Doubts raised over Bezos iPhone hack analysis; EU considers temporary ban on facial recognition; and full metal ATM skimming in Brazil
Allegations that staff of Saudi ruler Prince Mohammed bin Salman hacked the mobile phone of Amazon boss Jeff Bezos propelled tech news to the front pages this week.
Team Bezos claims his phone was hacked using a booby-trapped video sent via WhatsApp from the phone of the Saudi crown prince. Private information was then purportedly stolen from the hacked iPhone X and used to publicly expose Bezos’ then-secret affair with girlfriend Lauren Sanchez.
Evidence of the hack came from a forensic analysis by specialists FTI.
Independent experts raised doubts about FTI’s methodology, essentially arguing that the analysis could have been more thorough and that the evidence uncovered is something short of compelling.
Leaving those concerns to one side, the story is that the hack was essentially pulled off using social engineering. There’s no suggestion any zero-day vulnerabilities or elaborate exploits were involved.
Infosec commentators noted this is something that’s likely much more typical of cyber-spying in general than some would have us believe.
Meanwhile Saudi denials of the allegations as “absurd” were met with a withering put down from one prominent US TV anchor:
If nothing else, the story provoked a discussion about whether the Bezos hack meant the “end of privacy” because if someone with his resources can be hacked, then what chance does the average person in the street have?
Face/off
Staying with privacy, news emerged this week that the European Commission is considering a temporary moratorium on the use of facial recognition in public areas.
The proposed five-year ban would give regulators the breathing space they need to develop regulations to guard against potential abuse of the technology, Politico reports.
Exceptions could be made for “security projects” as well as research and development, according to a leaked 18-page EU policy paper on artificial intelligence.
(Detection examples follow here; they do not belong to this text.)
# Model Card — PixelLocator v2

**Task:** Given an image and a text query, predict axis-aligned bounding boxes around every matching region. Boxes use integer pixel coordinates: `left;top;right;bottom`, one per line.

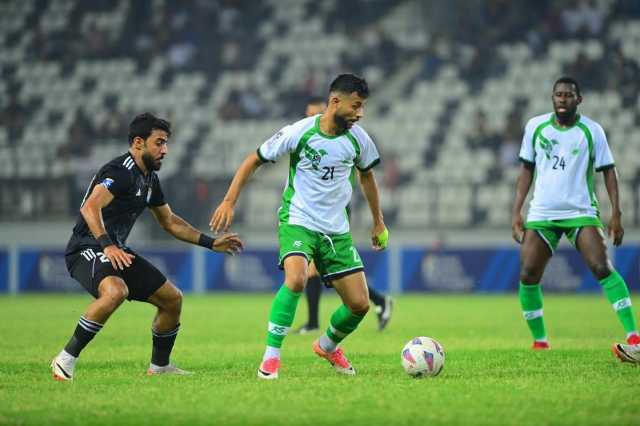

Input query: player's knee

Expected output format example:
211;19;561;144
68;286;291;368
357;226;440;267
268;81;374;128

286;271;307;292
163;283;183;315
590;262;613;280
100;286;129;308
520;265;541;284
347;299;369;315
The proposals have split opinion in Silicon Valley. Alphabet chief executive Sundar Pichai is supportive of the EU’s proposed approach, in apparent contrast with Microsoft president Brad Smith.
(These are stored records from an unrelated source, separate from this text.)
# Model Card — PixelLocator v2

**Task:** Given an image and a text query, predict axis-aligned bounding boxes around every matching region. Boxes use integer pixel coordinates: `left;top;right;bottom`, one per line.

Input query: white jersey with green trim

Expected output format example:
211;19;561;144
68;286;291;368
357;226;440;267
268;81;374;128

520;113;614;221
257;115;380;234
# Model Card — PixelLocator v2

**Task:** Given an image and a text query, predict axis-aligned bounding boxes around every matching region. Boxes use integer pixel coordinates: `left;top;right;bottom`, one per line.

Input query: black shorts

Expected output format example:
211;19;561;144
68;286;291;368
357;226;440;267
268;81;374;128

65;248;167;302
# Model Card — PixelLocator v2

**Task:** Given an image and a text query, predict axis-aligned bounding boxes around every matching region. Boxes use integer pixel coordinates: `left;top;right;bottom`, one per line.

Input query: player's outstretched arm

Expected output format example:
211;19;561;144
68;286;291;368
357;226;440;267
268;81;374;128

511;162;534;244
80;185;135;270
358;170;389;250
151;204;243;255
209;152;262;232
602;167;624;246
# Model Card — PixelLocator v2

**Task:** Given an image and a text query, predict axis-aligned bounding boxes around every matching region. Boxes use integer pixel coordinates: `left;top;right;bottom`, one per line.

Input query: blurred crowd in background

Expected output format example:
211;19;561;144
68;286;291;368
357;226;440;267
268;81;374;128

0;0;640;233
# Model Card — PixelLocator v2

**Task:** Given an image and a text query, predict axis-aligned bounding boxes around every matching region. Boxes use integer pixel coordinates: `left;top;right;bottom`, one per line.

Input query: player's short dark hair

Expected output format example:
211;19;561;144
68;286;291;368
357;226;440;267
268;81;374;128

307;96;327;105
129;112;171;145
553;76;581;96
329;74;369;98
Smith cited examples of how facial recognition technology might be used in finding missing children in calling for a regulatory approach that addresses the “problem with a scalpel instead of a meat cleaver”, Reuters reports.
Pichai, by contrast, told a conference in Belgium: “I think it is important that governments and regulations tackle it sooner rather than later and give a framework for it.”
Clear and present danger?
Privacy is generally considered a higher public policy priority in Europe than the US, but concern over the potential abuse of facial recognition technology is far from absent in North America – as illustrated through concerns about a new app called ‘Clearview’.
Clearview – whose use is presently restricted to law enforcement and corporate investigators – works from a database of more than three billion images scraped from Facebook, YouTube, Venmo, and other sources, and boasts the ability to name the name and address of people simply from a picture.
“It will end your ability to walk down the street anonymously,” a New York Times investigation into the previously obscure app warned.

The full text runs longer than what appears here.